A little bit like HCl but even rougher.

Well in my back yard during college there was a big cherry laurel and once the little fruits were ripe it would be infested with birds who were wolfing them down. It's hot even in north Florida and after a while some of the fruits would get fermented to a certain percentage of alcohol. The birds were really partying then until it got to the point they would fall out of the tree drunk.


It's common to say that sulfur/natural gas smells "like rotten eggs" but I've probably not smelled a rotten egg in isolation for 40 years. But since I'm familiar with sulfur-type smells I could probably figure it out. I expect a future of bad and rotten eggs in our supermarkets...

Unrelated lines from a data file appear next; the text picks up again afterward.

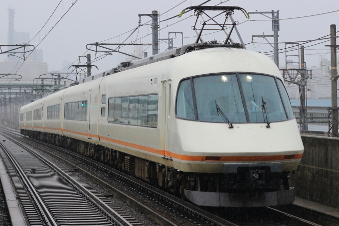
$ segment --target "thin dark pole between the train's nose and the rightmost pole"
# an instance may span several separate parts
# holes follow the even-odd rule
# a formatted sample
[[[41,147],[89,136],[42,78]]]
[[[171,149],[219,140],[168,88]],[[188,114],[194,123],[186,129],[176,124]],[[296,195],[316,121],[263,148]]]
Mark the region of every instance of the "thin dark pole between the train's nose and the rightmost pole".
[[[307,109],[306,109],[306,97],[305,97],[305,50],[304,46],[300,46],[300,58],[301,58],[301,85],[300,85],[300,109],[299,109],[299,124],[301,124],[301,130],[307,130]]]

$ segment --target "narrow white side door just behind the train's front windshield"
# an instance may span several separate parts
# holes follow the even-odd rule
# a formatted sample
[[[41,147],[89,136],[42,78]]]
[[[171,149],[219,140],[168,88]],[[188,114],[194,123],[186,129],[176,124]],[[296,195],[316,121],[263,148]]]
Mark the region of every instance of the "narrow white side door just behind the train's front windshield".
[[[164,158],[171,159],[169,156],[169,121],[170,121],[170,90],[171,90],[171,81],[165,80],[162,81],[162,143],[164,150]]]

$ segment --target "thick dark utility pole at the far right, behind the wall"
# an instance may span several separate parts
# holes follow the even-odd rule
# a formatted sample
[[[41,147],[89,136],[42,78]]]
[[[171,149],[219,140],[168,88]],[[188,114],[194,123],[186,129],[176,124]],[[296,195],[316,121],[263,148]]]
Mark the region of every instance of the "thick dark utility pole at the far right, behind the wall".
[[[336,24],[331,24],[331,88],[332,88],[332,136],[338,137],[338,96],[337,96],[337,38]]]

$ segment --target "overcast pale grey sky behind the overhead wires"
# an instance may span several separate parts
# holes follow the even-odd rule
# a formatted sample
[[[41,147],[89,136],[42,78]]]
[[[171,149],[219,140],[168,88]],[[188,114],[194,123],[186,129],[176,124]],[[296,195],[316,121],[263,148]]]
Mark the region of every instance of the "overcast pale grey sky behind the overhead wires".
[[[52,14],[60,0],[1,0],[0,1],[0,43],[7,44],[8,33],[8,5],[15,8],[14,30],[19,32],[29,32],[30,38],[41,29],[48,17]],[[71,6],[76,0],[63,0],[62,13]],[[170,8],[179,4],[183,0],[77,0],[73,7],[60,20],[60,22],[52,29],[47,37],[37,47],[43,50],[43,59],[48,64],[48,70],[61,70],[64,60],[73,62],[77,60],[78,55],[86,52],[86,44],[99,42],[120,35],[128,30],[131,30],[138,25],[138,14],[151,13],[152,10],[160,11],[160,14],[166,12]],[[178,14],[183,8],[202,3],[204,0],[186,0],[177,7],[170,10],[161,16],[161,20]],[[220,0],[211,0],[206,5],[215,5],[220,3]],[[229,0],[221,5],[241,6],[247,11],[270,11],[280,10],[280,19],[307,16],[312,14],[325,13],[329,11],[339,10],[338,0]],[[61,7],[59,6],[54,15],[53,23],[60,19]],[[270,15],[268,15],[270,16]],[[187,19],[184,19],[189,17]],[[236,11],[234,19],[243,22],[247,19],[240,12]],[[319,38],[330,33],[330,24],[337,24],[339,30],[339,11],[318,15],[313,17],[280,20],[279,42],[287,41],[302,41]],[[184,19],[184,20],[182,20]],[[161,38],[167,38],[168,32],[183,32],[184,44],[195,41],[195,32],[190,29],[194,24],[194,16],[190,13],[184,14],[181,18],[173,18],[168,22],[160,24]],[[251,15],[252,20],[269,19],[263,15]],[[148,17],[142,18],[142,23],[147,22]],[[182,20],[182,21],[180,21]],[[180,21],[180,22],[178,22]],[[175,23],[177,22],[177,23]],[[171,25],[172,23],[175,23]],[[168,26],[168,27],[167,27]],[[52,21],[48,21],[46,28],[40,32],[40,40],[45,35],[45,30],[48,32],[52,27]],[[241,37],[244,43],[251,42],[252,35],[261,35],[265,32],[266,35],[272,35],[272,21],[247,21],[238,25]],[[139,30],[138,39],[142,43],[150,43],[152,41],[151,28],[143,26]],[[119,40],[124,40],[126,35],[119,37]],[[146,36],[146,37],[144,37]],[[236,34],[232,35],[235,40]],[[133,39],[137,38],[137,34],[133,34]],[[224,40],[225,35],[221,32],[206,35],[204,40]],[[38,44],[39,35],[35,38],[35,45]],[[268,38],[273,42],[273,38]],[[131,38],[128,40],[131,41]],[[262,38],[255,38],[254,41],[261,42]],[[111,39],[109,42],[118,42],[118,38]],[[139,41],[138,41],[139,42]],[[265,40],[263,43],[266,42]],[[34,40],[31,42],[34,44]],[[175,46],[180,45],[181,40],[176,39]],[[305,46],[315,44],[316,42],[305,44]],[[323,43],[305,51],[305,59],[307,66],[317,66],[319,64],[319,54],[329,53],[330,50]],[[161,51],[164,51],[167,44],[161,45]],[[253,51],[272,51],[273,48],[269,44],[248,44],[247,49]],[[280,48],[285,48],[285,44],[280,44]],[[132,53],[132,48],[124,47],[122,51]],[[151,47],[146,50],[151,55]],[[92,59],[94,58],[94,52]],[[312,55],[311,55],[312,54]],[[280,54],[280,65],[285,64],[285,53]],[[329,54],[326,54],[330,58]],[[6,58],[0,55],[0,61]],[[123,61],[125,56],[113,53],[113,56],[107,56],[94,64],[99,67],[99,71],[93,70],[93,73],[105,71],[116,66],[120,61]],[[93,59],[94,60],[94,59]],[[82,60],[84,61],[84,59]]]

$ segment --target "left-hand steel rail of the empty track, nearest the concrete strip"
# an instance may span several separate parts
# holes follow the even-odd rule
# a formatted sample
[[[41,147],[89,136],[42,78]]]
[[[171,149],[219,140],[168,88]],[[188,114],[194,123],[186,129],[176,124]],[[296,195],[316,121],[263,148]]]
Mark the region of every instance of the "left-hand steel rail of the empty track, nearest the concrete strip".
[[[36,201],[36,205],[40,208],[41,214],[44,216],[45,221],[51,226],[58,226],[58,224],[54,221],[52,215],[50,214],[48,208],[45,206],[45,204],[41,200],[41,197],[39,196],[38,192],[35,190],[33,185],[30,183],[30,180],[28,179],[26,174],[23,172],[23,170],[21,169],[21,167],[19,166],[17,161],[14,159],[12,154],[8,151],[8,149],[2,143],[0,143],[0,147],[5,152],[7,158],[9,159],[9,161],[11,162],[13,167],[15,168],[19,177],[21,177],[23,179],[24,183],[27,185],[27,188],[28,188],[30,194],[32,194],[32,196],[34,197],[34,200]]]

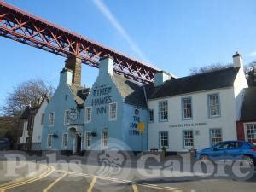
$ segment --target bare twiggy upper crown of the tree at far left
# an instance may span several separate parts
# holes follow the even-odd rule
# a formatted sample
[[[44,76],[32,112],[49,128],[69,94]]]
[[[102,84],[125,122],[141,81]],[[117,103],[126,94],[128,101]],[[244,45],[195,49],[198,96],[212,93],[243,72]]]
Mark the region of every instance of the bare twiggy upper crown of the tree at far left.
[[[53,95],[54,90],[51,84],[45,83],[41,79],[28,80],[14,87],[0,110],[6,116],[20,116],[26,106],[36,107],[38,99],[45,95]]]

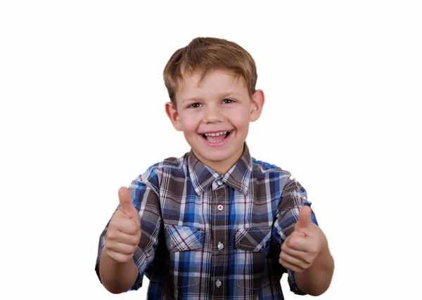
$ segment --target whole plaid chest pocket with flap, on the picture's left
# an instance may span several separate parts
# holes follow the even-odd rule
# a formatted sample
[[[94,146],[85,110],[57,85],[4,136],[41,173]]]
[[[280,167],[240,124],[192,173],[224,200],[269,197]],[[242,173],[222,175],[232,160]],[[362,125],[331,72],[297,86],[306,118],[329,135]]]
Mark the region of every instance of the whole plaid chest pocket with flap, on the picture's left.
[[[170,284],[187,288],[199,284],[205,230],[192,226],[164,224],[165,243],[170,252]],[[189,291],[193,289],[189,288]],[[183,291],[179,291],[183,292]]]

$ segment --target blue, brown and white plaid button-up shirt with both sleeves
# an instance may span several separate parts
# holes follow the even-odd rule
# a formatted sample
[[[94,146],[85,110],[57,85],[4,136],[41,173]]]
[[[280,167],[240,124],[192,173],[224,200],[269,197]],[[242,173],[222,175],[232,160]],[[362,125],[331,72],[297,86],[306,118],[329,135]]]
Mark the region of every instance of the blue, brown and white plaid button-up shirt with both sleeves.
[[[132,289],[141,287],[145,274],[148,299],[283,299],[281,244],[300,208],[310,204],[290,173],[250,157],[245,144],[225,175],[191,151],[154,164],[129,191],[141,216]],[[98,245],[98,278],[107,226]],[[288,282],[304,294],[290,271]]]

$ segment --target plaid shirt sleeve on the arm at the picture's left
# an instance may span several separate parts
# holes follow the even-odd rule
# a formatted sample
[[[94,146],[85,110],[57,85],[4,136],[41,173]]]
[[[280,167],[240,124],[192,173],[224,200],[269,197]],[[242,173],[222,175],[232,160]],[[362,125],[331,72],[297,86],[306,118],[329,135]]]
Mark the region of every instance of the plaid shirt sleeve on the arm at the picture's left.
[[[162,218],[160,214],[160,200],[158,189],[158,178],[153,171],[147,171],[145,174],[132,181],[129,186],[129,192],[132,196],[132,204],[141,217],[141,240],[134,253],[134,263],[138,267],[139,274],[134,285],[129,290],[136,290],[142,286],[143,274],[146,268],[151,265],[155,257],[155,250],[158,247],[158,236],[162,226]],[[117,206],[120,209],[120,205]],[[116,209],[116,210],[117,210]],[[100,278],[99,263],[101,255],[106,246],[107,229],[110,221],[108,221],[106,228],[101,233],[98,243],[98,255],[96,259],[96,274]]]

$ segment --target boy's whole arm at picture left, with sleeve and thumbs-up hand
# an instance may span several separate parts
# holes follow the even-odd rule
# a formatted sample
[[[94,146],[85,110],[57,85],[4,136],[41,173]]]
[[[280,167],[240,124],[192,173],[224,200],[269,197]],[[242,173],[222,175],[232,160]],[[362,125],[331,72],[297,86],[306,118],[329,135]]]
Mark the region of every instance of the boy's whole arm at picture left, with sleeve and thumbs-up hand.
[[[141,178],[151,181],[156,179],[153,172],[143,176]],[[143,273],[153,262],[158,246],[162,225],[158,190],[141,178],[129,187],[127,209],[120,200],[98,245],[96,273],[103,286],[113,294],[141,287]],[[128,213],[131,206],[134,211]],[[115,221],[117,216],[120,219]]]

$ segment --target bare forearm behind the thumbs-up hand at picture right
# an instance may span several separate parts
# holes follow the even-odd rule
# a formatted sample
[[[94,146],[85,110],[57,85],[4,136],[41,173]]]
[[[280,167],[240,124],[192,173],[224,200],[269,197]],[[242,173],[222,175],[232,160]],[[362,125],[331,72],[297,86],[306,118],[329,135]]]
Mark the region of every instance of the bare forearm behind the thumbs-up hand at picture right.
[[[301,273],[295,273],[298,287],[312,296],[324,294],[331,284],[334,272],[334,260],[328,246],[319,253],[312,266]]]

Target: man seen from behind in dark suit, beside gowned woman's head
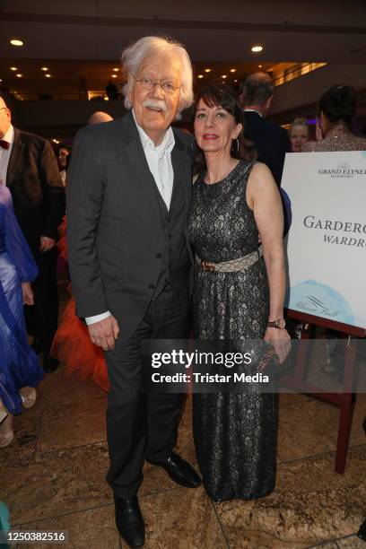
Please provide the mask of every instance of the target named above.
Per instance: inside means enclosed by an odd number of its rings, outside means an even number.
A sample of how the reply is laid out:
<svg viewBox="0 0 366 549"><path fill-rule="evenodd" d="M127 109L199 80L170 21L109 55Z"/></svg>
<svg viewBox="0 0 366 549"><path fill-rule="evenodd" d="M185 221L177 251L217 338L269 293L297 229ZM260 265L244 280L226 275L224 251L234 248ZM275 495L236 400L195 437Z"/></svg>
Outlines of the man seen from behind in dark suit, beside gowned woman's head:
<svg viewBox="0 0 366 549"><path fill-rule="evenodd" d="M244 132L257 149L258 161L271 170L280 187L284 156L291 151L289 135L281 126L266 120L274 96L274 83L269 74L249 74L240 84L240 101L244 107Z"/></svg>

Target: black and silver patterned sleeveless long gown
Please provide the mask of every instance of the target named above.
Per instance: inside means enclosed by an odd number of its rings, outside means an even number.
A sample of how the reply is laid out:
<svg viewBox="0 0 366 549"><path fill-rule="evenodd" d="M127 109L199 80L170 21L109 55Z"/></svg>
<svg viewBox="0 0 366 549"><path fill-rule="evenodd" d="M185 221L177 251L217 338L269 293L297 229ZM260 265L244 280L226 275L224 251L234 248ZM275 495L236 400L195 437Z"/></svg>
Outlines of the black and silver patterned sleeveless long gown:
<svg viewBox="0 0 366 549"><path fill-rule="evenodd" d="M220 263L258 247L258 231L246 201L253 162L240 161L214 185L199 177L194 185L189 237L196 255ZM269 292L263 257L236 273L207 272L196 266L197 339L262 339ZM215 501L256 499L274 489L277 403L259 394L194 396L194 438L205 490Z"/></svg>

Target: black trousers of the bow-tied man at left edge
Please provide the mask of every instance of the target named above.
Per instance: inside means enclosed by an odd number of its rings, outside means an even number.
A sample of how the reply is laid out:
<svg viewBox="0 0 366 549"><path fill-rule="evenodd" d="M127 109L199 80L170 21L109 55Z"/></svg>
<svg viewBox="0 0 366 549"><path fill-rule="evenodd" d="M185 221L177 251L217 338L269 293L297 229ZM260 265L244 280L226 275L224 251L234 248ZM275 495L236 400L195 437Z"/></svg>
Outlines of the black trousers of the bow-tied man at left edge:
<svg viewBox="0 0 366 549"><path fill-rule="evenodd" d="M24 308L27 330L39 339L42 349L49 351L57 330L57 250L34 254L39 275L32 284L34 305Z"/></svg>

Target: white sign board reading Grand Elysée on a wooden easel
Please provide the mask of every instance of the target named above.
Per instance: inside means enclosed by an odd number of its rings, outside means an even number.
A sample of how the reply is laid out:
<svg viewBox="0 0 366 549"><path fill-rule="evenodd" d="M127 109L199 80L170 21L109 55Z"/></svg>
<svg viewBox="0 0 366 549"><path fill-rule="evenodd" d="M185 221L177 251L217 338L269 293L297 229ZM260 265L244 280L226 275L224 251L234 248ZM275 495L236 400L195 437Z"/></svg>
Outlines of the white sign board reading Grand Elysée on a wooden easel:
<svg viewBox="0 0 366 549"><path fill-rule="evenodd" d="M288 153L285 306L366 328L366 152Z"/></svg>

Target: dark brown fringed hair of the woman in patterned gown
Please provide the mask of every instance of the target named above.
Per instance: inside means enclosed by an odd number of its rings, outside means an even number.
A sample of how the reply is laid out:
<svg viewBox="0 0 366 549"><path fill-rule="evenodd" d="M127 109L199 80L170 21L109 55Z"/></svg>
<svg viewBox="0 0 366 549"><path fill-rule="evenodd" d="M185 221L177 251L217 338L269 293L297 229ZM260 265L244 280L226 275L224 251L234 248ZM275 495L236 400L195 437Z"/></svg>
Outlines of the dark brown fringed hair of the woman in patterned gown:
<svg viewBox="0 0 366 549"><path fill-rule="evenodd" d="M239 147L236 143L231 145L231 156L238 160L254 160L257 158L256 150L253 144L248 141L244 136L244 117L243 111L240 106L240 102L237 99L236 93L228 84L212 83L205 86L197 93L195 103L195 117L196 109L200 100L203 100L207 107L221 107L221 109L229 112L235 119L237 124L242 124L243 129L238 136ZM196 142L195 142L196 143ZM205 154L196 145L196 157L194 163L194 173L199 173L201 170L205 170Z"/></svg>

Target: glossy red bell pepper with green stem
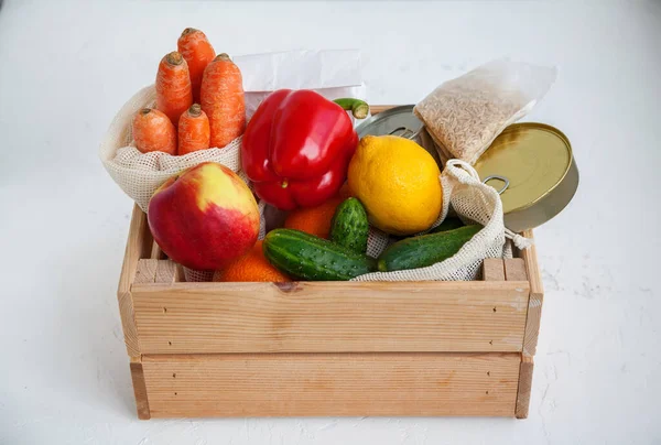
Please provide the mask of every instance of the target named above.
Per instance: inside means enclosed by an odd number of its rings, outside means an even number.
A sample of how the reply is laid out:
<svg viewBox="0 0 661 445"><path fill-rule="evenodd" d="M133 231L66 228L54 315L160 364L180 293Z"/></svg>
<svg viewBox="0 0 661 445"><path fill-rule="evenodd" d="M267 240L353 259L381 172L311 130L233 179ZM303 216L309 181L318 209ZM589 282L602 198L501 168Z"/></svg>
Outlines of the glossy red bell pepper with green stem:
<svg viewBox="0 0 661 445"><path fill-rule="evenodd" d="M362 100L333 102L306 89L269 95L241 145L241 164L254 193L283 210L317 206L334 196L358 144L345 109L360 119L369 110Z"/></svg>

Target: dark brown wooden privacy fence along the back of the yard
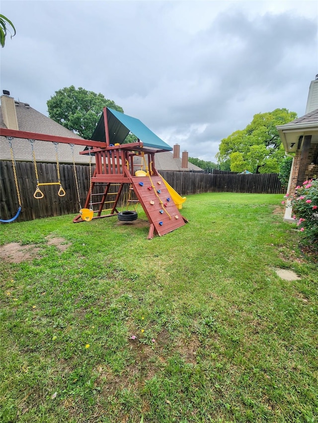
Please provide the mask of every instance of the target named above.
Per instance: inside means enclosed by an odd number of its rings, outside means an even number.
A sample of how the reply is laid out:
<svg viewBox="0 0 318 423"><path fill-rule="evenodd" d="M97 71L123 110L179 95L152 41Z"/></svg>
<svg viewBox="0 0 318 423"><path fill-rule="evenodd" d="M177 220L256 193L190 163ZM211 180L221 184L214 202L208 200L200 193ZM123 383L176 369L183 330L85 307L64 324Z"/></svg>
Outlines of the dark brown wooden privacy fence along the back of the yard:
<svg viewBox="0 0 318 423"><path fill-rule="evenodd" d="M37 163L40 182L57 182L56 165ZM89 188L89 167L77 165L79 196L84 206ZM94 168L92 168L93 172ZM58 196L59 185L41 186L44 198L33 197L36 188L34 167L31 162L16 162L16 174L19 183L22 211L17 222L37 218L78 214L79 199L71 164L60 164L64 197ZM202 174L194 172L161 171L160 175L180 194L198 194L202 192L245 192L264 194L285 194L276 174ZM128 198L128 184L125 184L119 206L125 207ZM0 216L7 220L16 214L18 199L14 183L12 163L0 161Z"/></svg>

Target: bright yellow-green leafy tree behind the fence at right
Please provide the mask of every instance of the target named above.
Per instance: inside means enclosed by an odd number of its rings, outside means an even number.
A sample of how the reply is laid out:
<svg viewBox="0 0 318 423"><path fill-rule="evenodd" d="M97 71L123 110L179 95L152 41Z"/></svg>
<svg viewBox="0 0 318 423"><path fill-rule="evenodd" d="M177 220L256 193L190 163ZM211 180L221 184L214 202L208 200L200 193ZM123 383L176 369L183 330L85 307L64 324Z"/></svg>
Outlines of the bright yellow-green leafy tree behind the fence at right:
<svg viewBox="0 0 318 423"><path fill-rule="evenodd" d="M295 118L297 114L287 109L254 115L245 129L237 130L221 141L218 162L221 166L230 164L232 172L278 173L285 151L276 125Z"/></svg>

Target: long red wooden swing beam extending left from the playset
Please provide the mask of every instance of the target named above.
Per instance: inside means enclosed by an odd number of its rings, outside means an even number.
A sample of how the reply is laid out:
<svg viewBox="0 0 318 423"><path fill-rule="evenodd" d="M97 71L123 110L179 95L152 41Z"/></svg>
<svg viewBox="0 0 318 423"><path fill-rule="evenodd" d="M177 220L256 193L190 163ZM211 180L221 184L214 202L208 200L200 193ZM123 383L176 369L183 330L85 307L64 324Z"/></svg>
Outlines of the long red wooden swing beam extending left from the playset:
<svg viewBox="0 0 318 423"><path fill-rule="evenodd" d="M6 129L6 128L0 128L0 135L10 136L13 138L35 139L37 141L51 141L51 142L61 142L64 144L84 145L89 147L102 148L106 146L106 144L102 141L93 141L91 139L71 138L66 136L41 134L38 132L17 131L15 129ZM85 152L85 154L87 153L88 151Z"/></svg>

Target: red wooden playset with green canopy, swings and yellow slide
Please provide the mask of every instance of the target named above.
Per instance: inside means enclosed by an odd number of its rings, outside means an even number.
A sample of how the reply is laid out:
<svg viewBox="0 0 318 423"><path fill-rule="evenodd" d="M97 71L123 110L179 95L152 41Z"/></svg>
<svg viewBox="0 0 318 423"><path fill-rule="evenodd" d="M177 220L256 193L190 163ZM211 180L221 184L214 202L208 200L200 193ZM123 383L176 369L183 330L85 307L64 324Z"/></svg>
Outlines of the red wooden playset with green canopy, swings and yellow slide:
<svg viewBox="0 0 318 423"><path fill-rule="evenodd" d="M138 141L123 144L129 132L132 132ZM154 234L165 235L182 227L187 222L179 212L185 197L178 196L173 188L159 175L155 167L155 153L170 151L172 148L138 119L104 108L90 140L5 128L1 128L0 133L8 139L17 137L54 143L61 142L70 144L71 148L74 144L85 146L80 154L90 156L90 188L84 208L81 208L79 198L80 210L79 215L74 219L75 223L117 215L119 213L117 209L118 201L124 184L129 184L129 189L134 191L137 201L147 215L150 222L148 239L152 239ZM92 155L95 156L93 174L91 174ZM134 161L136 156L142 158L145 171L141 170L140 165L136 165L136 160ZM78 188L74 156L73 162ZM60 179L58 182L61 184ZM38 178L37 183L38 186L45 184L44 182L39 183ZM176 201L176 198L181 200ZM105 214L105 211L108 211L108 213Z"/></svg>

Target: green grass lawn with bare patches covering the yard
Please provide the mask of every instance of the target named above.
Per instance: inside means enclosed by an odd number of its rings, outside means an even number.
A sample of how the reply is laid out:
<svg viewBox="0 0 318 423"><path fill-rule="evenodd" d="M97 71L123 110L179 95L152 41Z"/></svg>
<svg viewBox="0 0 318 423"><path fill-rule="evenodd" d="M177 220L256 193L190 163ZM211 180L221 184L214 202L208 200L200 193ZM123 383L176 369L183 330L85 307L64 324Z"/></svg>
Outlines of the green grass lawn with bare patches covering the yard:
<svg viewBox="0 0 318 423"><path fill-rule="evenodd" d="M153 240L140 206L1 225L34 245L1 260L0 421L318 422L318 266L281 200L191 195Z"/></svg>

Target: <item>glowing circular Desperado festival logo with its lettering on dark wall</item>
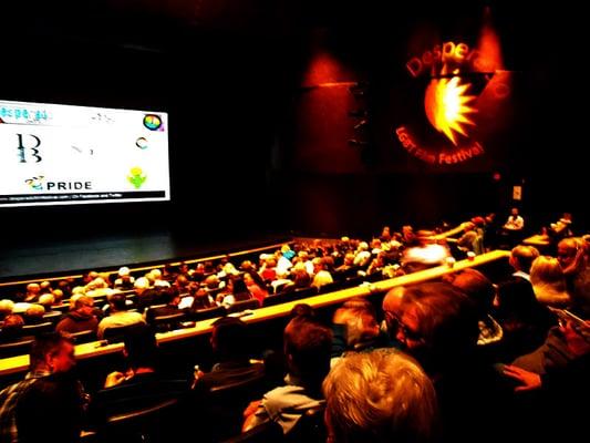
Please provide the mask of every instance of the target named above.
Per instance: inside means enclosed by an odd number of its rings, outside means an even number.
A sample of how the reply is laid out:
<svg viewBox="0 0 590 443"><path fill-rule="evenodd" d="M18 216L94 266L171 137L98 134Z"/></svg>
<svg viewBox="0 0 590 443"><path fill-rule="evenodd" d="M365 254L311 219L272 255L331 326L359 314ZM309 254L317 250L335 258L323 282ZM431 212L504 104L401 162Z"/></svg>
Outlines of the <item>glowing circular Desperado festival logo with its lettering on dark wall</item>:
<svg viewBox="0 0 590 443"><path fill-rule="evenodd" d="M496 63L466 43L445 42L410 59L405 68L412 80L426 80L425 91L417 87L424 94L426 119L423 114L395 127L394 137L404 150L431 164L456 164L483 155L478 115L509 94L509 86L498 81Z"/></svg>

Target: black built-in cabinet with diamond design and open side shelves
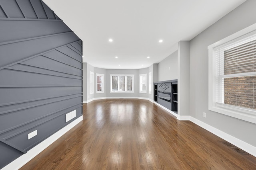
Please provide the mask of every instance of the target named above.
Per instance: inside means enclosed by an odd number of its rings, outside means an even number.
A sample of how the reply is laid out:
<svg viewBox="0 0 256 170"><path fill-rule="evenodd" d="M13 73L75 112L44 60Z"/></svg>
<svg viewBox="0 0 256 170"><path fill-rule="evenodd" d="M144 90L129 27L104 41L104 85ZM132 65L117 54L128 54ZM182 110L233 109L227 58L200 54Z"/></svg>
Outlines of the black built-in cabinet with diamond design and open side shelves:
<svg viewBox="0 0 256 170"><path fill-rule="evenodd" d="M178 80L154 82L154 101L178 113Z"/></svg>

I'm familiar with the smells of sulfur (at least memories from decades ago), natural gas additives (mercaptan) and having chickens that like to lay in random hidden places, rotten eggs.

I don't think that there's much overlap in the scent profiles. Maybe a diluted rotten egg is similar to that smell of making black powder as a child, but not much.


> making black powder as a child

Storytime, please?


[shrug]

Not much to say. Couldn't buy gunpowder as a 12-year-old, but the drug store would sell you saltpeter (KNO4?) if you said your mom was using it to cure ham and sulfur (I think it was used on wounds) and it was easy to make charcoal and grind it to a powder.

Mix the three together and stuff it into a small closed-end tube made from newspaper and scotch tape, with a piece of powder-infused cotton string for a fuze and you had yourself a rocket.